[BUG] Logical replication failure "ERROR: could not map filenode "base/13237/442428" to relation OID" with catalog modifying txns

From: "Oh, Mike" <minsoo(at)amazon(dot)com>
To: "pgsql-hackers(at)lists(dot)postgresql(dot)org" <pgsql-hackers(at)lists(dot)postgresql(dot)org>
Cc: "Drouvot, Bertrand" <bdrouvot(at)amazon(dot)com>
Subject: [BUG] Logical replication failure "ERROR: could not map filenode "base/13237/442428" to relation OID" with catalog modifying txns
Date: 2021-03-15 16:34:56
Message-ID: 81D0D8B0-E7C4-4999-B616-1E5004DBDCD2@amazon.com
Views: Raw Message | Whole Thread | Download mbox | Resend email
Thread:
Lists: pgsql-hackers

Sending this to pgsql-hackers list to create a CommitFest entry with the attached patch proposal.

Hello,
We noticed that the logical replication could fail when the Standby::RUNNING_XACT record is generated in the middle of a catalog modifying transaction and if the logical decoding has to restart from the RUNNING_XACT
WAL entry.
The Standby::RUNNING_XACT record is generated periodically (roughly every 15s by default) or during a CHECKPOINT operation.

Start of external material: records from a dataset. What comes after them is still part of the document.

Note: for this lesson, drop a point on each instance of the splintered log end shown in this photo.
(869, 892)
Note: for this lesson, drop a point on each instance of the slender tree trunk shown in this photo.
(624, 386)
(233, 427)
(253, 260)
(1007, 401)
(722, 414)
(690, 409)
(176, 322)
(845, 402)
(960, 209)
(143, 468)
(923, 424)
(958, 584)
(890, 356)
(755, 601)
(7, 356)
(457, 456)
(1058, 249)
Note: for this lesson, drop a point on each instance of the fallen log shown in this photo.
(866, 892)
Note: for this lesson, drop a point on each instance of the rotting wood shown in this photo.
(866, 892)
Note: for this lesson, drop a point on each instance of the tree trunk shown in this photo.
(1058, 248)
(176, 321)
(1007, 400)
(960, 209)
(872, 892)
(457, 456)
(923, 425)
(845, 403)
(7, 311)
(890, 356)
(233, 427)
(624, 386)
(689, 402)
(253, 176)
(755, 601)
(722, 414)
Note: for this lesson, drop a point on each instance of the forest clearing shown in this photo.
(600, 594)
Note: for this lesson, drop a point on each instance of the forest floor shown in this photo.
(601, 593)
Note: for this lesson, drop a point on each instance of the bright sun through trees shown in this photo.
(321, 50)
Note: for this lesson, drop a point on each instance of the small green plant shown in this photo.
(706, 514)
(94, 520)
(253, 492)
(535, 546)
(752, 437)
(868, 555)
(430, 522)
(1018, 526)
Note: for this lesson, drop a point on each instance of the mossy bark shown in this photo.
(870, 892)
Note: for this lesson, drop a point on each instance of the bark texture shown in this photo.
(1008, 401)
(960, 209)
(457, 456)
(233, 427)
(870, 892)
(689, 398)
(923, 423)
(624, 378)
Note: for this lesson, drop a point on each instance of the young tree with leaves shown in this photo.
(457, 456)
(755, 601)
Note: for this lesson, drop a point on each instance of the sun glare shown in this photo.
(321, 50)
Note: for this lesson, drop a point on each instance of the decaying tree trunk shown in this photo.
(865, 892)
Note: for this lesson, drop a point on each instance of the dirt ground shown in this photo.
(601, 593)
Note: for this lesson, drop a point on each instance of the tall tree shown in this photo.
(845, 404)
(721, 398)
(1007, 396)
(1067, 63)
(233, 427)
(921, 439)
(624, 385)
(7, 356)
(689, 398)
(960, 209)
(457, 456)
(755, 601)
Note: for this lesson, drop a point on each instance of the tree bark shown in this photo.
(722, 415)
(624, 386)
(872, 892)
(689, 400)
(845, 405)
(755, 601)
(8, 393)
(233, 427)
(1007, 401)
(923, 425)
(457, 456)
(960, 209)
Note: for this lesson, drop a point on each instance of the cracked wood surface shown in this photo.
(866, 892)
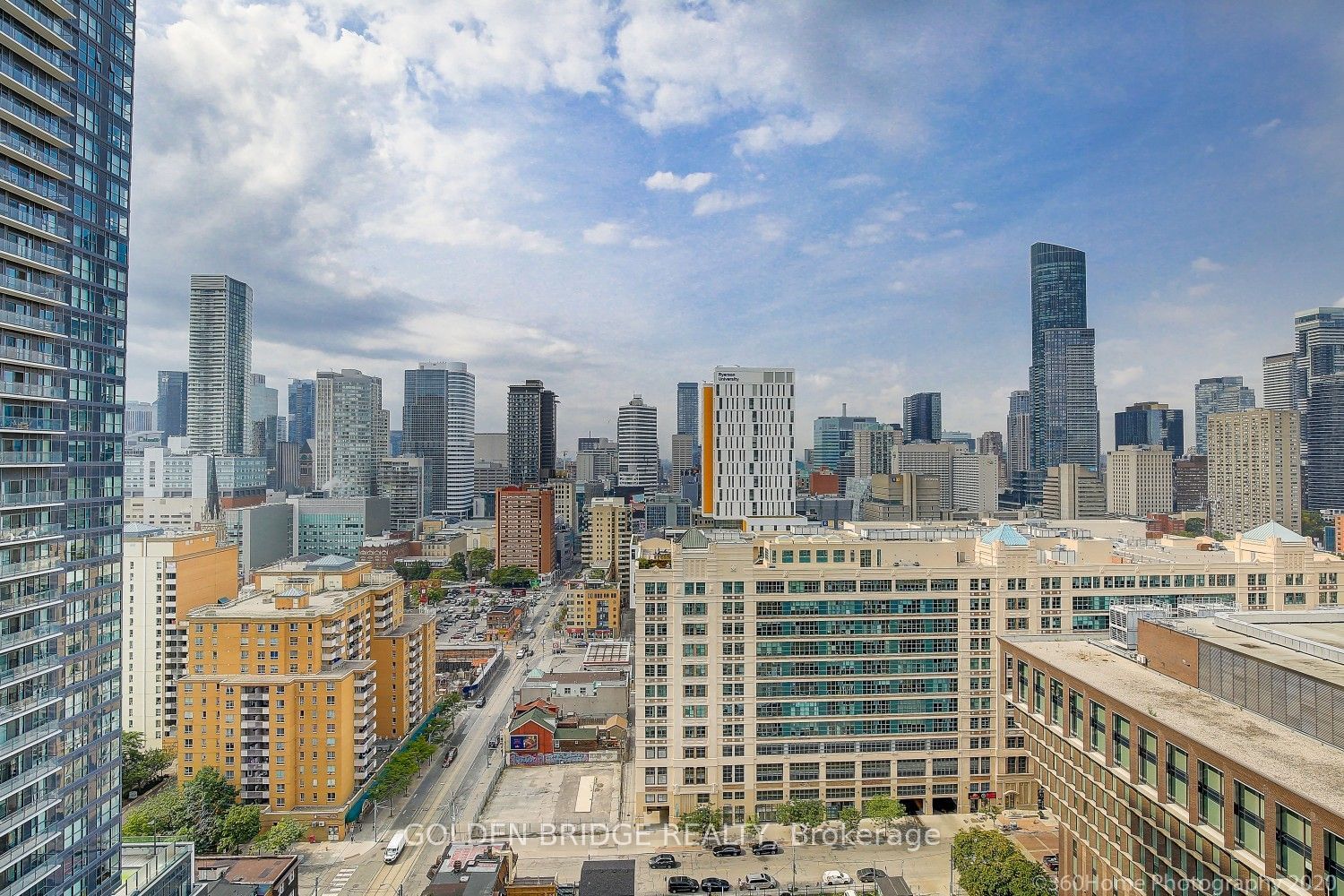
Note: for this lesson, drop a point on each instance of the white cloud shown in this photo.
(1204, 265)
(720, 201)
(685, 183)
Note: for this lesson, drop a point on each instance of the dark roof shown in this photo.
(612, 877)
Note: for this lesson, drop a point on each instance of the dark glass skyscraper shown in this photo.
(172, 402)
(65, 115)
(1064, 425)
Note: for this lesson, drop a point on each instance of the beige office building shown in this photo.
(1139, 481)
(847, 664)
(1254, 469)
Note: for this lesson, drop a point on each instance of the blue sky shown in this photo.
(620, 196)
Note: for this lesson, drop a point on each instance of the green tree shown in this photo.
(281, 836)
(884, 810)
(239, 826)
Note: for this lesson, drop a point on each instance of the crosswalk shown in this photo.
(339, 882)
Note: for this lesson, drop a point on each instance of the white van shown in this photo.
(394, 848)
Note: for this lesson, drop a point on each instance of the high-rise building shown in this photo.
(403, 482)
(637, 445)
(1279, 371)
(303, 403)
(1018, 445)
(66, 72)
(351, 433)
(1064, 425)
(1139, 481)
(1218, 395)
(1254, 469)
(524, 528)
(922, 417)
(1152, 424)
(171, 406)
(747, 466)
(167, 575)
(688, 409)
(438, 425)
(220, 346)
(607, 543)
(531, 433)
(832, 443)
(1319, 367)
(1073, 492)
(873, 445)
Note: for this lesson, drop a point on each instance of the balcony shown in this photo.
(46, 325)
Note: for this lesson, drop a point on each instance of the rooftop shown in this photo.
(1297, 762)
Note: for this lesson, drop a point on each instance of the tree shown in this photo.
(884, 810)
(239, 826)
(281, 836)
(140, 767)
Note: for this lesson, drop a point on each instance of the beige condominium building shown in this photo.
(847, 664)
(290, 686)
(1204, 758)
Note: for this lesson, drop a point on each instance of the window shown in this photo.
(1210, 797)
(1177, 777)
(1295, 845)
(1249, 820)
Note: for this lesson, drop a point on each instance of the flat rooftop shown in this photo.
(1297, 762)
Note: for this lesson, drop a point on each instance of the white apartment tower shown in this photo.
(1139, 481)
(220, 381)
(351, 433)
(749, 445)
(637, 445)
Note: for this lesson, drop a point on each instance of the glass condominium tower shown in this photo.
(65, 115)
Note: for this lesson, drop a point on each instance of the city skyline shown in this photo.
(909, 220)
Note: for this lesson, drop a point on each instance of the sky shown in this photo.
(616, 196)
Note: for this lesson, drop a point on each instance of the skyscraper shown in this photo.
(351, 433)
(637, 445)
(1218, 395)
(1019, 432)
(220, 365)
(688, 409)
(922, 417)
(832, 441)
(438, 425)
(303, 397)
(172, 402)
(1319, 365)
(749, 446)
(531, 433)
(1152, 424)
(66, 123)
(1277, 394)
(1064, 425)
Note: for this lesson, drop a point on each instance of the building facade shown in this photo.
(220, 375)
(1254, 469)
(438, 425)
(351, 433)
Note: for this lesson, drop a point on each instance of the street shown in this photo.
(444, 796)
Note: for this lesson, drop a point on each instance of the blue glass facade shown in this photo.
(65, 142)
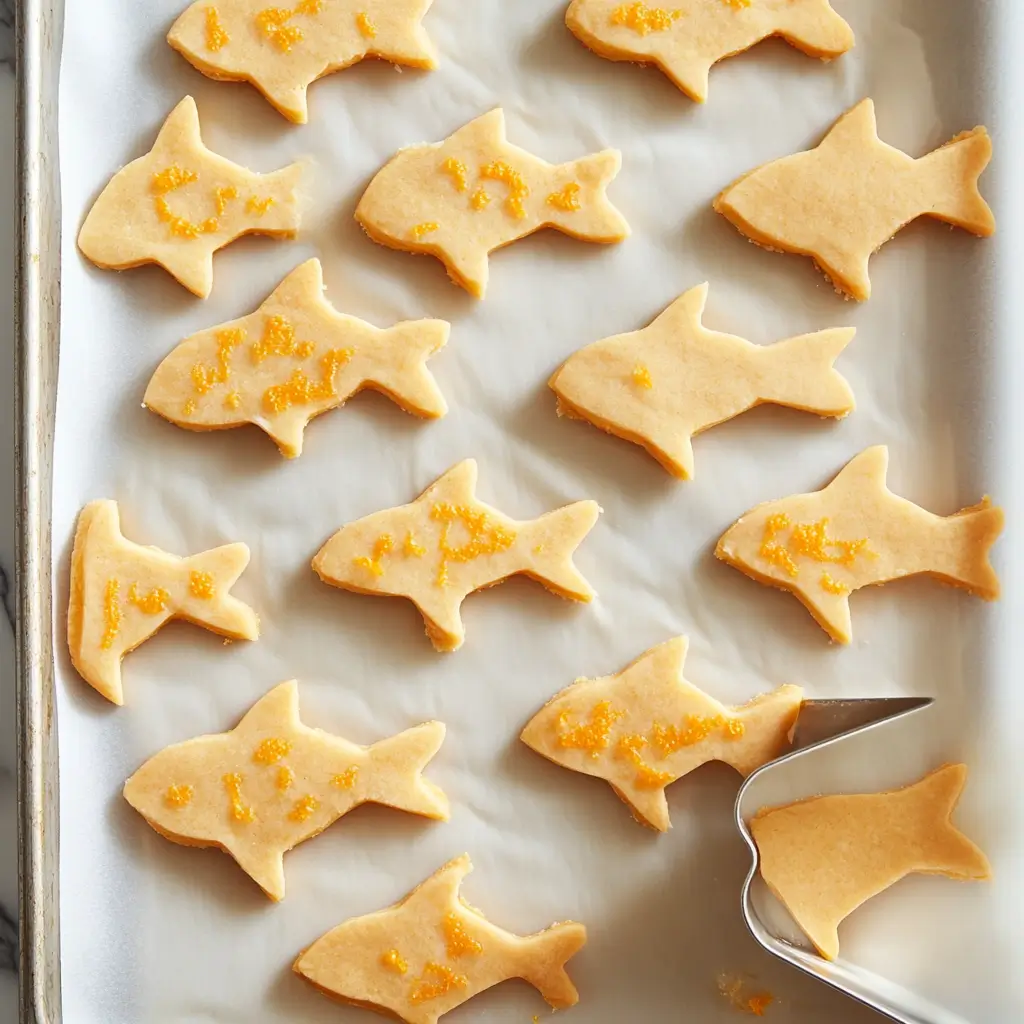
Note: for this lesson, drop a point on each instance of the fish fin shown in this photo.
(558, 535)
(410, 383)
(952, 173)
(408, 753)
(803, 376)
(951, 852)
(221, 612)
(276, 709)
(814, 28)
(597, 219)
(971, 534)
(544, 958)
(265, 866)
(767, 721)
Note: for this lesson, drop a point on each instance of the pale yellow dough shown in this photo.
(293, 358)
(824, 856)
(122, 593)
(856, 532)
(446, 544)
(461, 199)
(283, 49)
(432, 951)
(272, 782)
(659, 386)
(685, 38)
(646, 726)
(843, 201)
(180, 203)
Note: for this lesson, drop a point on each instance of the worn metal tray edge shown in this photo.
(37, 306)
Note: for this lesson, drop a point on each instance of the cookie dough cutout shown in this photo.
(122, 593)
(687, 37)
(843, 201)
(432, 951)
(446, 544)
(282, 50)
(461, 199)
(646, 726)
(824, 856)
(856, 532)
(658, 386)
(272, 782)
(293, 358)
(180, 203)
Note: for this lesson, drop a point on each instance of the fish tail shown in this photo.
(767, 722)
(395, 776)
(802, 375)
(408, 381)
(552, 540)
(945, 850)
(545, 956)
(211, 576)
(952, 172)
(585, 212)
(964, 545)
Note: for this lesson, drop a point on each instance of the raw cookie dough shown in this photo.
(687, 37)
(282, 50)
(824, 856)
(272, 782)
(432, 951)
(446, 544)
(658, 386)
(855, 532)
(122, 593)
(843, 201)
(646, 726)
(461, 199)
(293, 358)
(180, 203)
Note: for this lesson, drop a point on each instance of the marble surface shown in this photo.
(8, 823)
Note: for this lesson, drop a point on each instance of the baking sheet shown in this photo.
(156, 932)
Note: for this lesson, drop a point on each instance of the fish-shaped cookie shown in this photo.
(180, 203)
(658, 386)
(122, 593)
(855, 532)
(824, 856)
(282, 50)
(646, 726)
(430, 952)
(844, 200)
(272, 782)
(446, 544)
(293, 358)
(686, 37)
(461, 199)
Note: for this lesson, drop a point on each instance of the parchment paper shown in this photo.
(159, 933)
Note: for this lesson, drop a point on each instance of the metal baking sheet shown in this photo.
(151, 931)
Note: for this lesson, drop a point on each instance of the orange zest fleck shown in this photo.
(393, 961)
(270, 751)
(216, 36)
(595, 735)
(240, 811)
(152, 603)
(178, 796)
(642, 18)
(303, 809)
(436, 980)
(112, 613)
(458, 942)
(513, 180)
(566, 199)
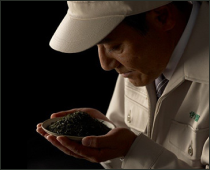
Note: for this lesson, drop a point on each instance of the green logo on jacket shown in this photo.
(194, 116)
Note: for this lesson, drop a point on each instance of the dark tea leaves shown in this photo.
(78, 124)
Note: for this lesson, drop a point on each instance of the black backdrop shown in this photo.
(37, 81)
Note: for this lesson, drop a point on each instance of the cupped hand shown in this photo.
(93, 112)
(116, 143)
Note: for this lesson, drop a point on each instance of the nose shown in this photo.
(106, 60)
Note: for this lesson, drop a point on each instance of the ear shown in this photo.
(163, 18)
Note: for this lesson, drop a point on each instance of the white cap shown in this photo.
(88, 22)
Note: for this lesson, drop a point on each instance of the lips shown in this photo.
(126, 74)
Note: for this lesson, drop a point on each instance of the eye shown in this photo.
(115, 48)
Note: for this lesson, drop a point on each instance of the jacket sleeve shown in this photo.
(205, 154)
(146, 154)
(115, 113)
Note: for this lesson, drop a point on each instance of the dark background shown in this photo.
(37, 81)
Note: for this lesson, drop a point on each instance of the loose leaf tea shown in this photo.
(78, 124)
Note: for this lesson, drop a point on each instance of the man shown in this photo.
(144, 41)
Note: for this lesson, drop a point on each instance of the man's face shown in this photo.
(140, 58)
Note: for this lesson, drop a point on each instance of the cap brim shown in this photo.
(75, 35)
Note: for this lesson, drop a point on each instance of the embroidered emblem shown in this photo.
(194, 116)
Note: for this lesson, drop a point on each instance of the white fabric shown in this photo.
(179, 49)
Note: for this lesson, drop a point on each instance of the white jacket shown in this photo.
(173, 131)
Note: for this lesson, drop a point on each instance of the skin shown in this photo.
(141, 59)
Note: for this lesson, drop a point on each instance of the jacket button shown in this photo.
(129, 117)
(190, 150)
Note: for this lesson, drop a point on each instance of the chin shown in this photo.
(138, 83)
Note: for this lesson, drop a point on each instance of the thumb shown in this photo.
(97, 141)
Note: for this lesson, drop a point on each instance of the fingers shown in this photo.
(41, 131)
(89, 154)
(61, 147)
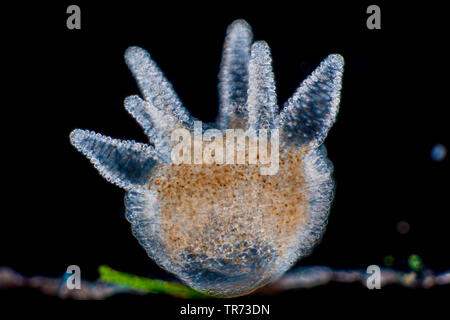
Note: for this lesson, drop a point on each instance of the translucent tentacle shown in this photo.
(233, 76)
(157, 124)
(311, 111)
(262, 98)
(124, 163)
(153, 85)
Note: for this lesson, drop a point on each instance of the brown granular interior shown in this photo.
(216, 210)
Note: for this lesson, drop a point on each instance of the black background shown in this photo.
(58, 211)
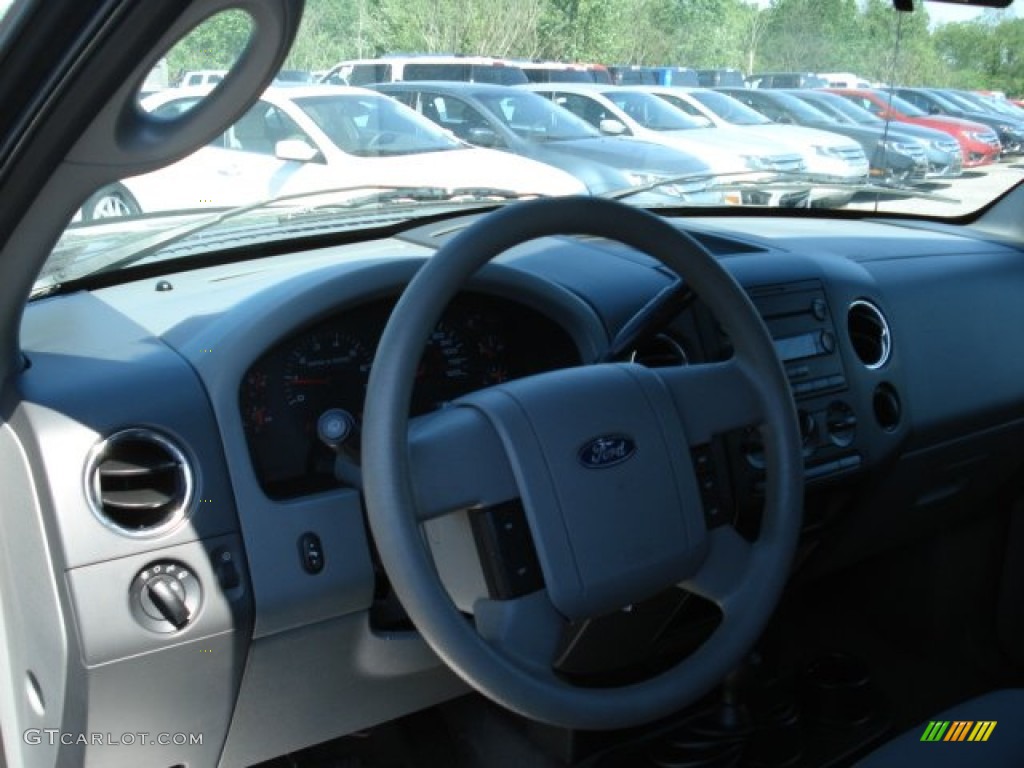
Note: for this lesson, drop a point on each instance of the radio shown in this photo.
(798, 317)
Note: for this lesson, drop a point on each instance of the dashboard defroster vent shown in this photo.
(869, 334)
(139, 482)
(659, 351)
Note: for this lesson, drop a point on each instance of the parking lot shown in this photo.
(971, 192)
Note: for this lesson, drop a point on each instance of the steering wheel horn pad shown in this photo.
(610, 528)
(598, 529)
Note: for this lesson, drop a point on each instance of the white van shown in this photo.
(197, 78)
(426, 67)
(844, 80)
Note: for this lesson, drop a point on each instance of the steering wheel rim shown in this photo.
(744, 580)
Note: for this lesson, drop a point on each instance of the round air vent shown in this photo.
(868, 334)
(139, 482)
(659, 350)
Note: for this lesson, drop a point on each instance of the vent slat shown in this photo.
(124, 468)
(136, 500)
(140, 482)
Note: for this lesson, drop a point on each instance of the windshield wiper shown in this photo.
(402, 195)
(62, 266)
(777, 180)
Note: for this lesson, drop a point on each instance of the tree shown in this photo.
(215, 44)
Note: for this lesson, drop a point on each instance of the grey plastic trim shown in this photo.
(885, 337)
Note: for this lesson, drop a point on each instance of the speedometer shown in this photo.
(446, 370)
(326, 369)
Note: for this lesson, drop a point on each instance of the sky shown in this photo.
(940, 12)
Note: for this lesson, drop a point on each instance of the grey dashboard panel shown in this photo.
(306, 686)
(34, 644)
(93, 373)
(249, 311)
(108, 629)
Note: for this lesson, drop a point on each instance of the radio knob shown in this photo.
(841, 423)
(819, 309)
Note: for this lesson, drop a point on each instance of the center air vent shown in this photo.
(139, 482)
(868, 334)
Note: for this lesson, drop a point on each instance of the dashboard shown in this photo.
(907, 402)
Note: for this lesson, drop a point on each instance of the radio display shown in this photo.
(795, 347)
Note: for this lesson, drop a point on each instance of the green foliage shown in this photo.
(786, 35)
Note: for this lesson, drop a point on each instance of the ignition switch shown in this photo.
(165, 596)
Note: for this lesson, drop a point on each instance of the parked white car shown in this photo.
(305, 138)
(633, 113)
(829, 158)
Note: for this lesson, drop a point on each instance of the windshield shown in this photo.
(535, 118)
(367, 125)
(729, 109)
(317, 146)
(650, 112)
(846, 108)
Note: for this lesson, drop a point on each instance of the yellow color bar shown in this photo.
(982, 730)
(958, 730)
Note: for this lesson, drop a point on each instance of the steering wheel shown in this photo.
(600, 457)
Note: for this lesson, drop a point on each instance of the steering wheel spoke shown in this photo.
(714, 398)
(725, 568)
(527, 629)
(457, 462)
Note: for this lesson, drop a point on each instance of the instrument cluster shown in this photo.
(480, 340)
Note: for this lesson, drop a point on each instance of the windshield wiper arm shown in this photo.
(121, 256)
(399, 195)
(755, 180)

Detailed problem description:
Tested on 11.8 & current master.
The logical replication slot restart_lsn advances in the middle of an open txn that modified the catalog (e.g. TRUNCATE operation).
Should the logical decoding has to restart it could fail with an error like this:
ERROR: could not map filenode "base/13237/442428"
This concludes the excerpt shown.